Ortak Muhalefet alanı yaptığı açıklamada TC Devleti’nin Ermeni halkından özür dilmesi gerektiğini vurguladı. Açıklama şöyle:
Egemen sınıfların kendi uluslarından emekçi sınıflar yanında diğer azınlık uluslar üzerinde de baskı ve sömürüsüne dayanan kapitalizm ve öncesindeki sınıflı toplumlar tarihi, sayısız katliamlara ve soykırımlara tanıklık etmiştir.
Yirminci yüzyılın ilk soykırımı olan Ermeni Soykırımı 1915’te yaşanmıştır. Osmanlı Devleti’nin İttihat ve Terakki güçleri Anadolu’nun her yanındaki Ermeni Halkı yerlerinden sökerek kimilerini hemen, kimilerini ise sürgünde katletmiştir. Bu soykırımda 1 milyonun üzerinde Anadolu Ermeni’si katledilmiştir. Katledilen, sürgüne gönderilen Ermenilerin malları, mülkleri talan edilmiş, el konularak Türklere, Müslümanlara dağıtılmıştır.
Günümüzde Türkiye Devletinin Ermeni soykırımını “1915 olayları” diyerek örtbas etmeye çalışması artık mümkün değildir. Gerek tarihsel belgeler, gerekse tanıkların ifadeleri yaşanan kanlı dramı, işlenen insanlık suçunu tüm boyutlarıyla ortaya koymaktadır.
Ermenilerin maruz kaldığı kıyım, ne yazık ki, Anadolu coğrafyasında yaşayan halklara karşı yürütülen tek devlet katliamı değildir. Planlı olarak ve organize bir şekilde devlet eliyle yürütülen yok etme politikaları sonucunda Ermeniler, Rumlar, Süryaniler ve diğer birçok azınlık tükenme noktasına getirilmiş, Kürtler ve Aleviler her dönemde devletin zulmüne ve asimilasyon uygulamalarına maruz bırakılmıştır. Dersim’de gerçekleştirilen soykırım, 6-7 Eylül olaylarında İstanbul’da Rum ve Ermenilere yapılan devlet saldırıları hep aynı faşizan anlayışın ürünüdür. Kıbrıslı Türklerin günümüzde yaşamakta oldukları asimilasyon hedefli Türkleştirme ve Sünni Müslümanlaştırma politikaları da aynı anlayışın günümüze uyarlanmış modelidir.

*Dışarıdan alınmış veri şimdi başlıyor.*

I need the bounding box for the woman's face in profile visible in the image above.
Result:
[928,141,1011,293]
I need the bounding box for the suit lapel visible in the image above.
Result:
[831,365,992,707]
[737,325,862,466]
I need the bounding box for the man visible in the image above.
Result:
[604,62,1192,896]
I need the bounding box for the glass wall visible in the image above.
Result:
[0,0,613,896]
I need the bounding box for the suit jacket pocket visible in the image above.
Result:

Ermeni soykırımının Dünya’da yaşanan benzer katliam ve soykırımlardan hiçbir farkı yoktur. Ancak bugüne dek gerçekleştirilen diğer soykırımlar, bu suçu işleyen ulusların utancına dönüşmüş ve sonraki yıllarda yetkililerin katledilen, yok edilmeye çalışılan halklardan özür dilemek zorunda kalmasına yol açmıştır. Naziler Yahudi Soykırımını gerçekleştirmişler, fakat on yıllar sonra Almanya Başbakanı Willy Brandt Yahudi halkından özür dilemiştir. Yine Kanada Başbakanı, yapılan katliamlardan dolayı Kanada yerli halklarında özür dilemiştir. Aynı özrü Avustralya Yönetimi de Aborjinlere karsı yürütülen katliamlar için yapmıştır. Fransa, Cezayir halkından benzer şekilde özür dilemiştir.

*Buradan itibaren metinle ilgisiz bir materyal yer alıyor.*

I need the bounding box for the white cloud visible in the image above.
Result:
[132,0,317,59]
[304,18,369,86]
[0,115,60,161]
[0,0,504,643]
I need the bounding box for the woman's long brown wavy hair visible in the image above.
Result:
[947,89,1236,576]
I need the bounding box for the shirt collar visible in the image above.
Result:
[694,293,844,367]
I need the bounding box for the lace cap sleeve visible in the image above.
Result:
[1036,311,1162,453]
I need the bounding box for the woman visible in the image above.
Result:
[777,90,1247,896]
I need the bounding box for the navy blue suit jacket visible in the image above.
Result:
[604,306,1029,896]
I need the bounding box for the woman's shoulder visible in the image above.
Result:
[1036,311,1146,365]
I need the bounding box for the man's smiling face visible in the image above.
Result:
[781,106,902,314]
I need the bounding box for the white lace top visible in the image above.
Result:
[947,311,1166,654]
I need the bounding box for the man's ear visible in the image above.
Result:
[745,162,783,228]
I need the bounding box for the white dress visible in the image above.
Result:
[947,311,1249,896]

Türkiye Devleti artık farklı etnik kökene sahip insanlara yönelik bu çağ dışı politikalarına son vermelidir. Bugün, hemen şimdi, Ermeni Soykırımını kabul etmeli ve tüm Ermenilerden özür dilemelidir. 24 Nisan bir fırsattır. Dünya’da Ermeni Soykırımının anıldığı bu günde inkârcılığa son verilmelidir.
İnanıyoruz ki, er veya geç, insanlık kapitalizmi aşarak, ulusların kardeşliğine ve dayanışmasına dayalı, sömürünün ortadan kaldırıldığı bir düzeni tüm dünyada kuracaktır.